Klein, who in his six-year tenure has granted more control to principals, spoke at a half-day conference on April 14 sponsored by the Graduate School of Education (GSE), “Redefining the Principalship in an Age of Accountability and Assessment.”

Chancellor Joel Klein Photo by Bruce Gilbert

“What’s important about this conference is that there is a fundamentally different paradigm,” Klein said. “The most important thing that has happened in the last six years is the transformation of the role of the principal from an agent of bureaucracy to the CEO of the public school. There has been a powerful shift.”

Klein recapped Mayor Michael Bloomberg’s three pillars of school reform: leadership, empowerment and accountability. The new paradigm shifts emphasis from tangibles such as curriculum and smaller class size to emphasize the changing power of great vision, dedication and inspiration by school leaders.

The chancellor pointed to one failing school, Intermediate School 22 in the Bronx, which had gone through six principals before the arrival of Shimon Waronker in 2004. Under Waronker, one of the first graduates from the city’s Leadership Academy for principal candidates, the school transformed in just three years from one of the city’s 12 most dangerous to one with an “A” rating and 93 percent attendance.

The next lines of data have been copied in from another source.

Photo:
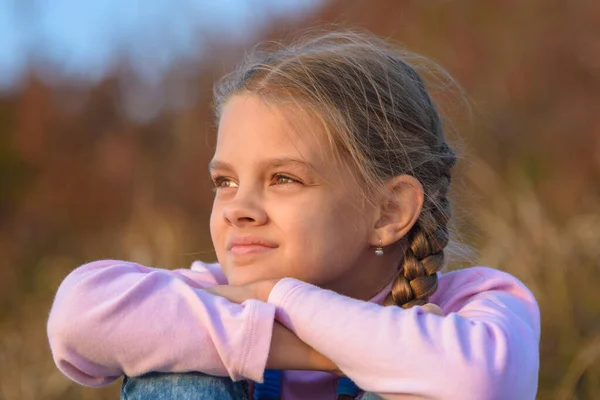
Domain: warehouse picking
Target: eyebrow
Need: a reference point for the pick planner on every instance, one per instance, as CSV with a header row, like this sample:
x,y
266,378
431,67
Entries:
x,y
266,163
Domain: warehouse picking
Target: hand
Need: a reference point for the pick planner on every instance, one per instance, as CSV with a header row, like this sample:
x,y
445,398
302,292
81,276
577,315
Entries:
x,y
259,290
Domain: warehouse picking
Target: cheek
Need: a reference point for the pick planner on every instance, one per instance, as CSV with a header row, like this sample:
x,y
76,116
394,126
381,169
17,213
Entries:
x,y
324,240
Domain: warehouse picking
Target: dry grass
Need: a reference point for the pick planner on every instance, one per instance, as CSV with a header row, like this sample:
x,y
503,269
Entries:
x,y
559,262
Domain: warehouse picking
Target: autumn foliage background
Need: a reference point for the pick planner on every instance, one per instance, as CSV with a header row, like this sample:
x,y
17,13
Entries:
x,y
82,180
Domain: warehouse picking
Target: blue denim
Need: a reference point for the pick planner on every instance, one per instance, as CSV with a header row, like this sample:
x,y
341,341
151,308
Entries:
x,y
188,386
182,386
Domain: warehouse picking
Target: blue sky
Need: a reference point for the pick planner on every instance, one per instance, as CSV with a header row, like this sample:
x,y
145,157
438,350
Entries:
x,y
81,39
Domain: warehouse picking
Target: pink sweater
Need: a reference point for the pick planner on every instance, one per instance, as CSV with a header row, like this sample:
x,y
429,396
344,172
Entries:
x,y
111,318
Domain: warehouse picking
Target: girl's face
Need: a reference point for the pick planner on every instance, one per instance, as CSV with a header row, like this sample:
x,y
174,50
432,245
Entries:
x,y
283,206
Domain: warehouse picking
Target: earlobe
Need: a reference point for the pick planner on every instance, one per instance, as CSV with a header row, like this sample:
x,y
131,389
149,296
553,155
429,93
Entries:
x,y
400,206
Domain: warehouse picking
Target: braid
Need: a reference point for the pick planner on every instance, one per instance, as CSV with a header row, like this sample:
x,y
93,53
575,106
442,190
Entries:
x,y
424,255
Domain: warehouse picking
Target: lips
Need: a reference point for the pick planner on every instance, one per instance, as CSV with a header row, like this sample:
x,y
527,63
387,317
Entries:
x,y
249,245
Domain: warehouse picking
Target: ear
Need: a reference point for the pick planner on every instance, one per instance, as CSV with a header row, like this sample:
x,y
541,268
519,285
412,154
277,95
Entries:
x,y
400,205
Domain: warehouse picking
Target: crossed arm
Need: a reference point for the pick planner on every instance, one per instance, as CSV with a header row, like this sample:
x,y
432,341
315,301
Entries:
x,y
287,351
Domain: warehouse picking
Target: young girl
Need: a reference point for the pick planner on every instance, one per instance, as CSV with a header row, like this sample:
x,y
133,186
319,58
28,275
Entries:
x,y
329,222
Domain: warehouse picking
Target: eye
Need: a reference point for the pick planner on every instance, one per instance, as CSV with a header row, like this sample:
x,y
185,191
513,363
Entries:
x,y
280,179
221,182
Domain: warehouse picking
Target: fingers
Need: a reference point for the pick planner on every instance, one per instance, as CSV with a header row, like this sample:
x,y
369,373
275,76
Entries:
x,y
433,309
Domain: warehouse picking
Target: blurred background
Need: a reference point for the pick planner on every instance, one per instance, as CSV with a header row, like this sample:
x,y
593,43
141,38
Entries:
x,y
106,131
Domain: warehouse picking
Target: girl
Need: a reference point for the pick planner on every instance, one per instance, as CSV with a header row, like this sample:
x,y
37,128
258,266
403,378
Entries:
x,y
331,174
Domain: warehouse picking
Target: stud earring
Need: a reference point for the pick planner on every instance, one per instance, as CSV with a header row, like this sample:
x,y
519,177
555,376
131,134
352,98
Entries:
x,y
379,249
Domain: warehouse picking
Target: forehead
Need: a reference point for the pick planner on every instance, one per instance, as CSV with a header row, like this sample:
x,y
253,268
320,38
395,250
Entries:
x,y
250,126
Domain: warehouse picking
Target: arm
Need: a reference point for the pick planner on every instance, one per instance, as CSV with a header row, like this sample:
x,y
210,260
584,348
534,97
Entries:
x,y
111,318
485,348
287,351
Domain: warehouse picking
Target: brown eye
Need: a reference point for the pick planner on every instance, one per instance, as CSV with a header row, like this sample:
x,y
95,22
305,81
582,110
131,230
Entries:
x,y
221,183
280,179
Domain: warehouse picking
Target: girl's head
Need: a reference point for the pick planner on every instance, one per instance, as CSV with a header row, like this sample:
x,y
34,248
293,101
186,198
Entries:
x,y
326,150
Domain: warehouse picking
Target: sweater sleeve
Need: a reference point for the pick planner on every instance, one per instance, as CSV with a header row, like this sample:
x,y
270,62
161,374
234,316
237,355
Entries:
x,y
111,318
485,347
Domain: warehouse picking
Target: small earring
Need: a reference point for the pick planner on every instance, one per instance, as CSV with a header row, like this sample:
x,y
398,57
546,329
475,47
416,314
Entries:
x,y
379,249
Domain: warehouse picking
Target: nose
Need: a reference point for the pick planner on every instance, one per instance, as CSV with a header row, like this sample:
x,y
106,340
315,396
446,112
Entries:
x,y
245,210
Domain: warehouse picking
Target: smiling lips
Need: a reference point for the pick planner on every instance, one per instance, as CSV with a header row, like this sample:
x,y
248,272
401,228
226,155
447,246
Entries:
x,y
249,245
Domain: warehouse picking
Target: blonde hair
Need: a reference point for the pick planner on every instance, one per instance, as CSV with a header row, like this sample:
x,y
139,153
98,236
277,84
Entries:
x,y
378,115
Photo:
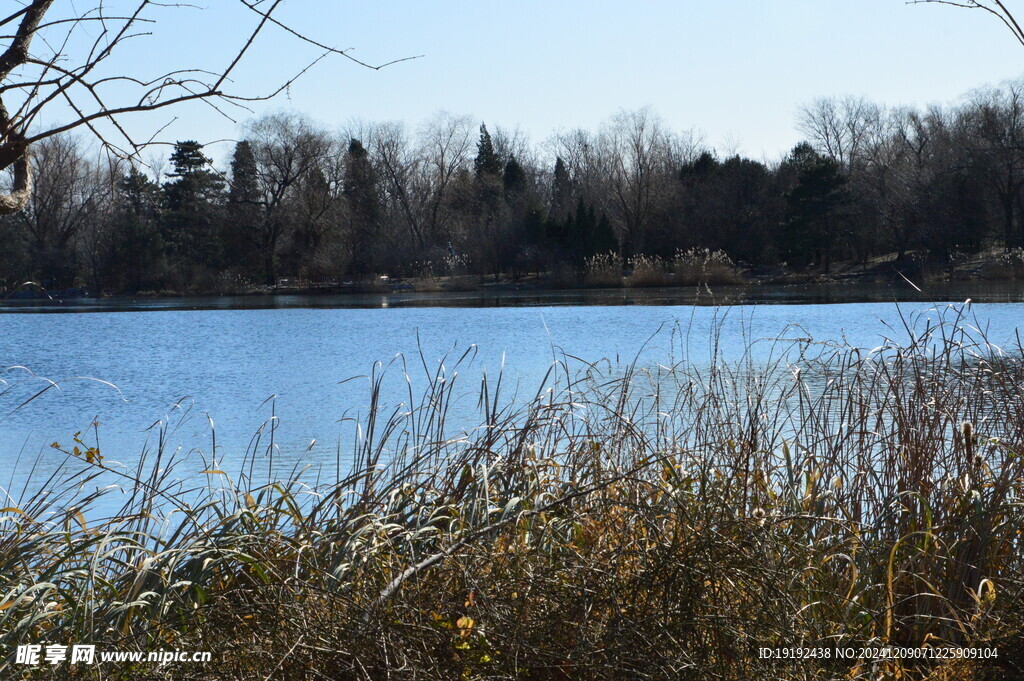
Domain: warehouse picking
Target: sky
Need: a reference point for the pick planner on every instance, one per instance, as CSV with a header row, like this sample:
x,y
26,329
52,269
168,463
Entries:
x,y
735,71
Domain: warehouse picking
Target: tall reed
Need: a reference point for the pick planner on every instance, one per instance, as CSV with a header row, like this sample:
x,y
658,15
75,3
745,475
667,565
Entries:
x,y
638,521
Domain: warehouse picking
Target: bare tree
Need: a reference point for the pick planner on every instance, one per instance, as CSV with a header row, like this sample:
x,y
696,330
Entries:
x,y
638,155
994,7
55,55
289,151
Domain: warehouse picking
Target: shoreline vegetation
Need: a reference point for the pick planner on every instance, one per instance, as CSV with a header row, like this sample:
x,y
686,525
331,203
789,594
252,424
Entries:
x,y
642,522
451,204
692,268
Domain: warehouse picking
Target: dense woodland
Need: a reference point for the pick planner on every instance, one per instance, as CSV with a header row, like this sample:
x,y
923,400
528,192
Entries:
x,y
452,197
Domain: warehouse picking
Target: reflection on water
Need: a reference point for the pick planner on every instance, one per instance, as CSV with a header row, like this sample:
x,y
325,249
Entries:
x,y
993,292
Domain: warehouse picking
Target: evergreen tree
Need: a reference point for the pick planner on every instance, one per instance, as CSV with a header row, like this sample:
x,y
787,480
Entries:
x,y
561,190
486,163
243,213
194,204
514,179
137,260
815,208
361,195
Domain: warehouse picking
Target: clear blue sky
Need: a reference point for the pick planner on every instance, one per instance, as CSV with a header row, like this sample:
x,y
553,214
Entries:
x,y
736,70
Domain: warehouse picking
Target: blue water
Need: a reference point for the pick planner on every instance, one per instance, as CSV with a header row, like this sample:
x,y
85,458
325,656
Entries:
x,y
238,367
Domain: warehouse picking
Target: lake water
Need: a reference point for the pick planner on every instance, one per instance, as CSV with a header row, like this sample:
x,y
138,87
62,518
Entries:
x,y
233,360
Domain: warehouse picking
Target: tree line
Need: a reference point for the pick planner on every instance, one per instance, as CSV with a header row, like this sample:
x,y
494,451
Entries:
x,y
452,197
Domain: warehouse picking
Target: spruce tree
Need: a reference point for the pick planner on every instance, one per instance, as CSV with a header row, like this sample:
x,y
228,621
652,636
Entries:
x,y
360,192
239,233
486,163
194,204
514,178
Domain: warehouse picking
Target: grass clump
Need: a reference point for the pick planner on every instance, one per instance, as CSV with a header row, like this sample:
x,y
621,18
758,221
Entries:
x,y
642,522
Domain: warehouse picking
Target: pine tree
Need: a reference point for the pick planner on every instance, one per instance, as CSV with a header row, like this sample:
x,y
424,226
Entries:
x,y
486,163
360,192
814,207
561,190
194,205
243,214
514,178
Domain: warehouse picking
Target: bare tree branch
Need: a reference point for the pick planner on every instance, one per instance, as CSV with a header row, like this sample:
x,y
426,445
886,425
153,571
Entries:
x,y
44,64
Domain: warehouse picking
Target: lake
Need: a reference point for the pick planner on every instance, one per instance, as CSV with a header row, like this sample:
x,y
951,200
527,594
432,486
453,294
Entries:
x,y
236,363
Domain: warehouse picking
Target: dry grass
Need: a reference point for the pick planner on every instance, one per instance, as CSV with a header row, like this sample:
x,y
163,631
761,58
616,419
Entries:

“Was it a huge influx of money? No. The difference was leadership,” Klein said. “Leadership that let itself be felt and that understood that the most valuable asset in your schools are the human resources that you work with. That had a sense of mission, a willingness to forget about the rules we operate under and focus on the kids we operate for. That is what transformative leadership is about. That is doing the hard work.”

Under the new paradigm, principals can enter into empowerment school performance agreements with the Board of Education, noted Klein, for which they are eligible to receive higher salaries and achievement bonuses for improving schools. Principals also have been given more authority over budgeting and filling certain positions within their schools, he said.

“I believe in my bones that education is a transformative thing in a child, particularly if you come from challenging circumstances or from poverty—that’s what animates the work that we do,” he said. “You are the men and women who are in the arena, and you should dare greatly.”

The conference was sponsored by GSE’s Division of Educational Leadership, Administration and Policy (ELAP), to promote discussion of the role of principals under the board’s new structure. ELAP offers a 30-credit master’s degree in school administration and supervision.  In addition, GSE will offer a doctor of education degree in urban school leadership designed especially for New York City school leaders in the fall.

“Responsibility rests with principals as has never rested with you before,” said James Hennessy, Ph.D., dean of GSE. “With that responsibility comes a new form of accountability.”